Она жила на той же улице, в доме, окрашенном ярко-желтой краской, с темно-зелеными ставнями и надписью «Добро пожаловать» на входной двери. Мама Норы принадлежала к тому типу доброжелательных домохозяек, которые появляются на пороге вашего дома с корзинкой, полной свежей выпечки, когда вы еще только разгружаете вещи после переезда. Желание миссис Фицджеральд втереться к нам в доверие всегда раздражало Кэйси. Моя «мама», всегда страдавшая паранойей, несколько раз высказывала предположение, что миссис Фицджеральд на самом деле никакая не соседка, а разведчица иностранного государства, подосланная к нам, чтобы выкрасть формулу «Воскрешения». В подтверждение своих слов Кэйси говорила, что «домохозяйка с окраины» — идеальный образ для прикрытия секретного агента.
Через две недели после нашего прибытия ее дочь Нора появилась на крыльце нашего дома, куда ее, вне всякого сомнения, подослала мать, с приглашением на вечеринку в честь дня рождения.
— Привет, — сказала она, — меня зовут Нора.
— Я помню. Мы познакомились, когда вы с мамой угощали нас выпечкой. Я — Дэйзи.
— Здорово.
В течение какого-то времени мы молча смотрели друг на друга, и я думала о том, что Нора похожа на куклу Скиппера.
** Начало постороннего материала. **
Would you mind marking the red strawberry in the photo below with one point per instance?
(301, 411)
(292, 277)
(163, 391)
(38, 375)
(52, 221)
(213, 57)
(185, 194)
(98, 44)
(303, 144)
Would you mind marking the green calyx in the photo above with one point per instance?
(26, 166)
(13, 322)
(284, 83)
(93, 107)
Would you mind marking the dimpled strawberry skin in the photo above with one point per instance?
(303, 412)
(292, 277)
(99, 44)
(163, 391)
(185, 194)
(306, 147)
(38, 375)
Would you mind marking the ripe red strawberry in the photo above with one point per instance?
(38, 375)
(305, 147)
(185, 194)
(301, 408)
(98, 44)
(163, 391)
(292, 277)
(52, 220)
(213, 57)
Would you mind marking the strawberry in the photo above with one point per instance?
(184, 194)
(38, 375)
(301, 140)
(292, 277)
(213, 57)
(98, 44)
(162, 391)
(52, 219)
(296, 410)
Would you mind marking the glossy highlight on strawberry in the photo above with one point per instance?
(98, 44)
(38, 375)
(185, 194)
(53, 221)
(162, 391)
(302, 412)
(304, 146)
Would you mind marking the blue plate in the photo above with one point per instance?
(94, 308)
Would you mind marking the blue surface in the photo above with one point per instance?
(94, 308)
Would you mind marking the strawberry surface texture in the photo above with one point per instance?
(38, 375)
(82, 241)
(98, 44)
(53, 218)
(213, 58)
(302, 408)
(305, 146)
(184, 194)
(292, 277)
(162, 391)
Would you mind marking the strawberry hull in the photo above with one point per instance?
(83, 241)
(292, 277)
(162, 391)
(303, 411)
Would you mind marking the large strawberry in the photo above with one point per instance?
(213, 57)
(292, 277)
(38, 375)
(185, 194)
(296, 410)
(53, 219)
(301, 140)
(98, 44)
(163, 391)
Интересно, размышляла я, есть ли у нее хоть один комплект одежды из вещей, не сочетающихся друг с другом от сандалий до клипс на ушах. Нора тем временем, очевидно, решила, что в смелых джинсовых шортиках и бело-красной полосатой футболке я похожа на существо с другой планеты.
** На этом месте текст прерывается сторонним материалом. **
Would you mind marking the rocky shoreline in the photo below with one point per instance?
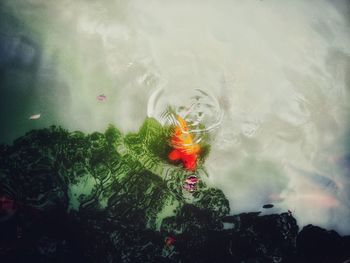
(108, 197)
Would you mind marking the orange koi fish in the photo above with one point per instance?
(185, 150)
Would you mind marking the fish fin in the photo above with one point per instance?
(175, 155)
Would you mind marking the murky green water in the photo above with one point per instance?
(280, 71)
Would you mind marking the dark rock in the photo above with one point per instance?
(319, 245)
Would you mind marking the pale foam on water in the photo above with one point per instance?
(284, 137)
(201, 111)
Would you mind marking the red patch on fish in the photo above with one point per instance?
(170, 241)
(184, 148)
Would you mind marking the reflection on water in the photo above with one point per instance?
(279, 70)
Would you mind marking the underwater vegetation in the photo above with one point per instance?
(108, 197)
— Да, кстати, — сказала она наконец, протягивая мне небольшой розовый конверт, — это приглашение на мой день рождения. Вечеринка в следующие выходные.
— О, — сказала я, — спасибо.
— Не за что, — ответила Нора. — Увидимся.
В следующие выходные я прикинулась больной и, сидя в удобном кресле у окна своей увешанной постерами спальни, наблюдала за тем, как в дом Норы съезжаются гости. Теперь, оглядываясь назад, я понимаю, что мое поведение в том случае и определило образ Дэйзи Эплби. В течение первых нескольких недель учебного года день рождения Норы Фицджеральд оставался главной темой разговоров: на вечеринку пригласили как девочек, так и мальчиков, и тот, кто на ней не был, пропустил, по мнению большинства, решительно все в этой жизни. В дальнейшем, когда мы встречались на благотворительных мероприятиях в районе или в школьных коридорах, Нора вежливо приветствовала меня. Но к восьмому классу, когда скобы для исправления прикуса были сняты, а грудь Норы потребовала бюстгальтера второго размера, она семимильными шагами шла к званию королевы школы, а я оставалась всего лишь странной девицей, живущей по соседству, нелюдимой и замкнутой. Так, сама того не подозревая, я испортила отношения с одной из самых популярных девочек в школе.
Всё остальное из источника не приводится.